Datashift enhancement Jan 8, 2023 17:07:16 GMT -5

Quote

Post by Robert on Jan 8, 2023 17:07:16 GMT -5

The idea is that the attributes would not dramatically change. When you colorize a line, it assigns a color attribute to each of the symbols you deem important. This is not superimposing anything. You describe the syntax of a string, and any color that is associated with is always going to use color code S, which will have some fixed scheme number. Suppose we steal schemes 13 for String and 14 for Comment. There won't be any "jamming", but there would be "stealing" so to speak. We would have to live with 12 general purpose colors, and two colors dedicated for this special purpose. As I see it, there would be *no* new attribute bits. You would use the same ones in the same way. It's just that some of those scheme numbers would have an implied special meaning.

You said, "We can't just reduce the number of Schemes, and re-use the freed values for STRING" but I believe that is exactly what you would do. Perhaps you could explain why that would not be possible. The String property would be identically the same as a color; it would be an "overriding attribute" but a simple color code. The only part that makes it different is when you would doing Change and Shift commands, and then you'd look at the color codes for "guidance" to help you decide how to handle spans of spaces.

You mentioned, "What about normal text files, table files etc.?" Well, what about them? Do you want SPFLite to "guess" what is "string" is in raw data - data that the user *never* described in terms of having string tokens (much less, tokens of any kind)?
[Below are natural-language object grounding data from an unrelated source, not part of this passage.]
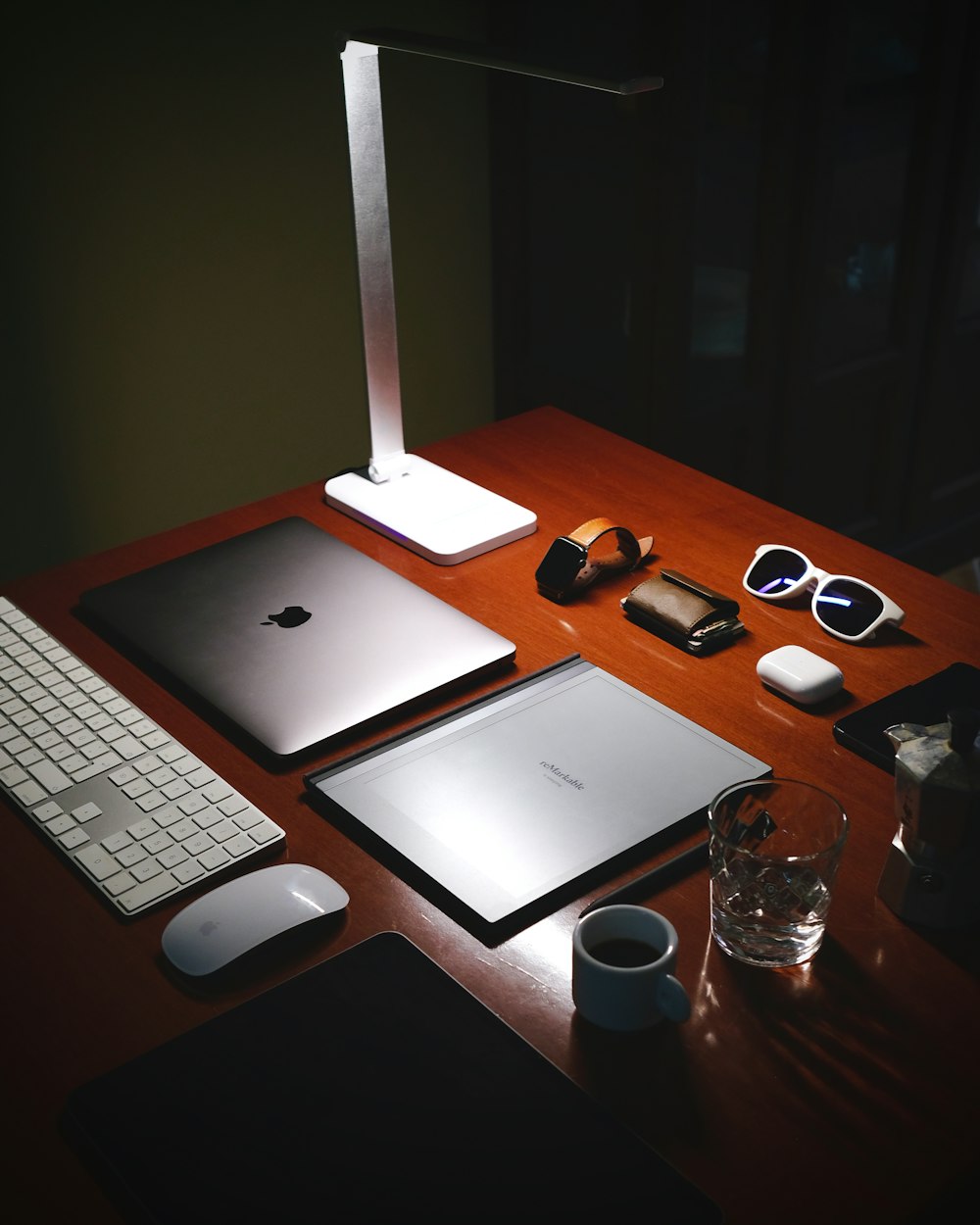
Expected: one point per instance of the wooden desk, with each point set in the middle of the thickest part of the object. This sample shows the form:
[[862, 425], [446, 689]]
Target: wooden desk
[[842, 1091]]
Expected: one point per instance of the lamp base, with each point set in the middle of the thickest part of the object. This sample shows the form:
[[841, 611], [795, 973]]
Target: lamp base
[[435, 514]]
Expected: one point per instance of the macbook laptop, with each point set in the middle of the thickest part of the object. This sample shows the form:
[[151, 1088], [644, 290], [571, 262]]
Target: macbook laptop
[[293, 635]]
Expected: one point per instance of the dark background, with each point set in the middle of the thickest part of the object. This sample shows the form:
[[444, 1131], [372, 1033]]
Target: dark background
[[768, 270]]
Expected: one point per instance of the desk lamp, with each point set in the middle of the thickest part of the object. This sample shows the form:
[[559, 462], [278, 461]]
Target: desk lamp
[[431, 511]]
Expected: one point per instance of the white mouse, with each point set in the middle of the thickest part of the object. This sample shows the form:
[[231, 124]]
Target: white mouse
[[245, 912]]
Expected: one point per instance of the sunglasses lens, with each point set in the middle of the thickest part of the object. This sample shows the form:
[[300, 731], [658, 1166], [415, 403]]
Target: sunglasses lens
[[774, 571], [847, 607]]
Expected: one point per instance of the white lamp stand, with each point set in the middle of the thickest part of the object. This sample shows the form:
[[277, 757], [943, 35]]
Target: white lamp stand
[[435, 514]]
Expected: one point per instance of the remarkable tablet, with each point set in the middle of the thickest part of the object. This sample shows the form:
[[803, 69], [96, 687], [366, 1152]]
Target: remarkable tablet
[[527, 790]]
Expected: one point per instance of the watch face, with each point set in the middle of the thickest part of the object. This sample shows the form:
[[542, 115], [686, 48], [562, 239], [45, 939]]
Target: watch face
[[562, 564]]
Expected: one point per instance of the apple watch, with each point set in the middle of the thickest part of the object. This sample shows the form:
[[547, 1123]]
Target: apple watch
[[576, 560]]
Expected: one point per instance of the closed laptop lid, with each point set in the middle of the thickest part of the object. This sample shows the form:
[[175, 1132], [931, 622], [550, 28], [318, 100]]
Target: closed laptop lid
[[294, 635]]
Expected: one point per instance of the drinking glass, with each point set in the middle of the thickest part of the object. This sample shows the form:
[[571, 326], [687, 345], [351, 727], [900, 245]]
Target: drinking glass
[[775, 848]]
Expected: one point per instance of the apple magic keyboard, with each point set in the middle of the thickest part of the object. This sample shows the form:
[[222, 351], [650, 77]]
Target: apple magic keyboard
[[125, 803]]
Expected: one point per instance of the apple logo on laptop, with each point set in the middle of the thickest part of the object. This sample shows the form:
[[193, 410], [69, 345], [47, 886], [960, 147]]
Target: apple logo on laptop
[[290, 616]]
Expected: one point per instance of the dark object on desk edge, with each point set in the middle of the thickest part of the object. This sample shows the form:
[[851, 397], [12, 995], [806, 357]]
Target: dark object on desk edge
[[376, 1082], [927, 702]]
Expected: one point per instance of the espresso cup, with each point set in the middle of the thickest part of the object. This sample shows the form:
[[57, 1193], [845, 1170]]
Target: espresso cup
[[622, 969]]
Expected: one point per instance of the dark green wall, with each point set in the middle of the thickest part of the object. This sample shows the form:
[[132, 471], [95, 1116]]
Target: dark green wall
[[180, 319]]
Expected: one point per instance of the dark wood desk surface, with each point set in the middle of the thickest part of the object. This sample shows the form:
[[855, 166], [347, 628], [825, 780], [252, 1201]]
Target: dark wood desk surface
[[847, 1089]]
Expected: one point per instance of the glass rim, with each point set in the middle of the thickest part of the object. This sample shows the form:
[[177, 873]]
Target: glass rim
[[759, 853]]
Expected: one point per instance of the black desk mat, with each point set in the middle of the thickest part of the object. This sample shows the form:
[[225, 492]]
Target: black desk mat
[[370, 1088]]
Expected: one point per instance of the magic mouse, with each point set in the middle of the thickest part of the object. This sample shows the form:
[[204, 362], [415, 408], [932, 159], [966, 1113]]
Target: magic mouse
[[246, 911]]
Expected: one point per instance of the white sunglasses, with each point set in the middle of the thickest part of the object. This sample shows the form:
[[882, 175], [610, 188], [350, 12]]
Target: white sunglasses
[[848, 608]]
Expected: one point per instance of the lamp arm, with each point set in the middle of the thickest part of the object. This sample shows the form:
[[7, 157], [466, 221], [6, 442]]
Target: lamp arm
[[362, 76]]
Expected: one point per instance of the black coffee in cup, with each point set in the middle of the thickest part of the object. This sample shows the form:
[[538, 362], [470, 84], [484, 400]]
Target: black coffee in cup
[[625, 954]]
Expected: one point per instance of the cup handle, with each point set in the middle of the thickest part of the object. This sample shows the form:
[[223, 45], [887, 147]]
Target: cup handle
[[671, 999]]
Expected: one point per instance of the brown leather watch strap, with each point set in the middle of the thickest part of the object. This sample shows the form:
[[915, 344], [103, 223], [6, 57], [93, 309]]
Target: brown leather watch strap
[[627, 554]]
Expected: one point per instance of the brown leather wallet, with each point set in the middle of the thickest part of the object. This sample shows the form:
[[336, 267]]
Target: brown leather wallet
[[684, 612]]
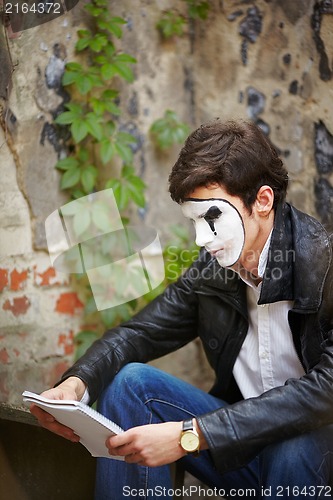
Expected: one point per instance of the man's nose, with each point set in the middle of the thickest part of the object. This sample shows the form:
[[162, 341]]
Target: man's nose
[[203, 234]]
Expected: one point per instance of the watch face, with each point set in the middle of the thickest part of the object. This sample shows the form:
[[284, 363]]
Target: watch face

My feeling is that if users fail to define any syntax or structure whatsoever for their raw data, they have no reasonable expectation that SPFLite should treat their spaces of spaces in some magical way. Why would it? No other editor does that, that I know of. Even Notepad++ won't do that unless you declare a language type and associate it with a file extension.
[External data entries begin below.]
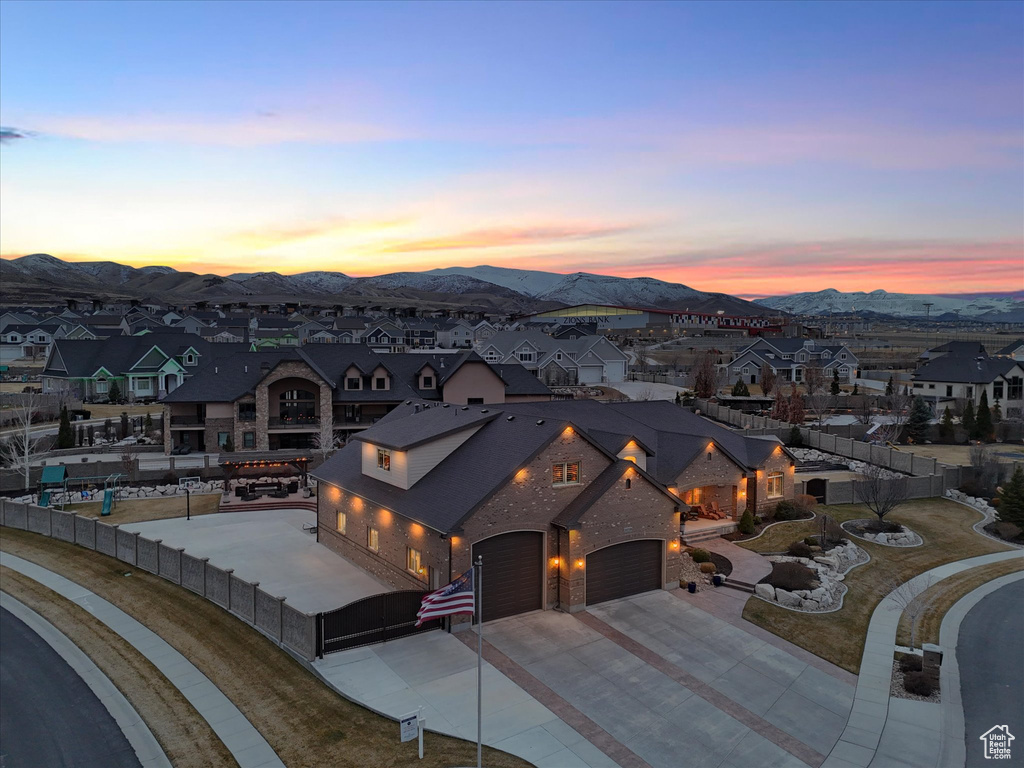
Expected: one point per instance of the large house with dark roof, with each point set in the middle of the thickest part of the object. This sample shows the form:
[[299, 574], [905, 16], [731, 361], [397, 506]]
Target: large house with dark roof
[[568, 503], [272, 399], [144, 367], [960, 372]]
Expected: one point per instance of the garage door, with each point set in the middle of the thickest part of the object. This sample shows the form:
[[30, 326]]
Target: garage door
[[624, 569], [513, 573]]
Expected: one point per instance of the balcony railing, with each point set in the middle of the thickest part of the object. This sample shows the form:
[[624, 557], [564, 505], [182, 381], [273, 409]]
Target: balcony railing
[[294, 422], [187, 421]]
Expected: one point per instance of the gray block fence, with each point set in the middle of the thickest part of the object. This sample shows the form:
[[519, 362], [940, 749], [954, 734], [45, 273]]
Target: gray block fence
[[268, 613]]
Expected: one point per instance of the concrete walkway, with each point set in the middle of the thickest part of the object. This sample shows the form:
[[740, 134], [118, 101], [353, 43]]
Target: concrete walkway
[[269, 547], [911, 740], [246, 743], [437, 672], [140, 738]]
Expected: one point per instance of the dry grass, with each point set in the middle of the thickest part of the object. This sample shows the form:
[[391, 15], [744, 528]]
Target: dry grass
[[143, 510], [305, 722], [185, 736], [940, 598], [962, 454], [839, 637]]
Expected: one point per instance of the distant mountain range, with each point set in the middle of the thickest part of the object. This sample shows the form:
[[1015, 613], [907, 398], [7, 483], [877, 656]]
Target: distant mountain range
[[41, 276], [44, 278], [1005, 307]]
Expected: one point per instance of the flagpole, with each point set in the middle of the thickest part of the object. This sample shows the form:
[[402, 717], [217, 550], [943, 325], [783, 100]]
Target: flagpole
[[479, 659]]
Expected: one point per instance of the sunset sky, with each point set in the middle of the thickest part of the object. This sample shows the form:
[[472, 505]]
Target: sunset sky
[[747, 147]]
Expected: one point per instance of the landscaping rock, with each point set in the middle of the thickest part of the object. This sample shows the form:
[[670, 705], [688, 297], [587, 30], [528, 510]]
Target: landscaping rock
[[765, 590]]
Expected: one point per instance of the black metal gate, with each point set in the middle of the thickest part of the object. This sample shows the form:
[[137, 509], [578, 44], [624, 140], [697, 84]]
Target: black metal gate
[[372, 620]]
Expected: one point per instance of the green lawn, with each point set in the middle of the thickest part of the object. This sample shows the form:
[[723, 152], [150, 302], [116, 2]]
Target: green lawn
[[839, 637]]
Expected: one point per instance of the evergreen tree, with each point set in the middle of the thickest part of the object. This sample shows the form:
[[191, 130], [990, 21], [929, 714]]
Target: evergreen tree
[[919, 420], [1011, 507], [967, 421], [946, 432], [983, 419], [66, 435], [739, 389]]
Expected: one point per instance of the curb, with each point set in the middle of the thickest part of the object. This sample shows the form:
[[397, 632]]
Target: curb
[[146, 749]]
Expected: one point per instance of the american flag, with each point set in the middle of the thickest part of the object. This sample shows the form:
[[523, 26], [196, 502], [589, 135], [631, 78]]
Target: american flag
[[449, 600]]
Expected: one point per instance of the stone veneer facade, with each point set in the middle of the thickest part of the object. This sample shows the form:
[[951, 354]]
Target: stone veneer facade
[[527, 502]]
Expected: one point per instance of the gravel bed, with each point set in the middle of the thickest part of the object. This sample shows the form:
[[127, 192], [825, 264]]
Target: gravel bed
[[896, 688]]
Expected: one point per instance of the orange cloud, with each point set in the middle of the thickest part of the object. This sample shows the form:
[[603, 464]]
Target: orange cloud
[[504, 237]]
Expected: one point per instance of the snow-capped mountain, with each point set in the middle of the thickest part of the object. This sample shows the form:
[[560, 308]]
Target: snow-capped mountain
[[894, 304]]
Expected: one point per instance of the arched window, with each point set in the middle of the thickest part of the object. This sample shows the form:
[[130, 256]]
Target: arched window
[[298, 406]]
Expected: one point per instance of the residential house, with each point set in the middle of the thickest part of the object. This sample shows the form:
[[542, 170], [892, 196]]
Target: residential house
[[587, 359], [567, 507], [273, 399], [790, 358], [145, 367]]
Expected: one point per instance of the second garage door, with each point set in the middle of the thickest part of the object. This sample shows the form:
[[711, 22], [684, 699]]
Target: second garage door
[[513, 573], [624, 569]]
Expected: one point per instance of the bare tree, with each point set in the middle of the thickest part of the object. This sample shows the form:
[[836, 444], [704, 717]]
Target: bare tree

Yes. ISPF didn't do all this, but then there's lots that ISPF didn't do.

---

There is another way to do this that is less elegant but simpler.

For any given file type, there would some kind of process that would scan a file for spans of blanks. Whatever needs to be protected from being compressed would be turned into Non Breaking Space. You might have to adjust some of your find/change logic to make Space and Non-Breaking Space be treated as equivalent. Whenever the file is saved, the NBS chars would be converted back to real spaces.
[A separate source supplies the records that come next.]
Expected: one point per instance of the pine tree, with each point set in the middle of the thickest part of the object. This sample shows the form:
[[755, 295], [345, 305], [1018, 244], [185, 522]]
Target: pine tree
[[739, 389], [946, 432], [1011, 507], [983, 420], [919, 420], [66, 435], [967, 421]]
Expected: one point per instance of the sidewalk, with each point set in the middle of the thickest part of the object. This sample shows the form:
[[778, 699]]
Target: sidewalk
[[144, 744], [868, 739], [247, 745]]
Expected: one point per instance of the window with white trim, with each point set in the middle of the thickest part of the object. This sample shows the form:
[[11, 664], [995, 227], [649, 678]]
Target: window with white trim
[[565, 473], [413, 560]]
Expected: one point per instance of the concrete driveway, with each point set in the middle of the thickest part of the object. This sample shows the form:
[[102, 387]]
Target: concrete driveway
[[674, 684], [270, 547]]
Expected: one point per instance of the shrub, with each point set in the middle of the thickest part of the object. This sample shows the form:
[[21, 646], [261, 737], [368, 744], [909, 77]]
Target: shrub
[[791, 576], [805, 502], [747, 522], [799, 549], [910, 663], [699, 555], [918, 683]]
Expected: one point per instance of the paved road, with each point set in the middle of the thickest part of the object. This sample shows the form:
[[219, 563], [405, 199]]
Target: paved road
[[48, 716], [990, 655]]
It is common in many editors to get around editing limitations by doing temporary conversions between SP and NBSP.

Not a perfect solution, but it is a solution. And, it leaves open the possibility of protecting different kinds of files in different ways.

(The NBSP is just an idea. Any alternative code would be OK as long as it wasn't present in user data, like X'01' or something.)

---

Just so know that all of the above is not just pie-in-the-sky, take a look at the ANSI chart for > X'80'. There are 'curved' quotes like ‘ ’ ‚ “ ” „ as well as what are called "guillemet" quotes like ‹ › « » used for things like French. It is quite likely that a user typing in French might want THEIR spaces protected too. Are you really going to hard-code tests for ALL of these quoted string types? Or is this concept only intended for legacy programming source-code text? Merely checking for ASCII quotation and apostrophe isn't all there is too it. There are also exotic string constants, such as in modern releases of C++, that are truly weird. If your processing isn't based on the profile and colorization tokenizing, such users will have no way to define and protect their space data in the way you are making available to plain-ASCII users.

---

Is any of this trivial? No. It might help, or it might not.

Or, go with your 4-line code change. That would be my vote. Don't waste your remaining days listening to me. You've already wasted too much time doing that.

---

Whatever you do, it's important to allow users to disable this new feature if they don't want spans of spaces treated specially. Don't break backward compatibility. Anything else is up to you.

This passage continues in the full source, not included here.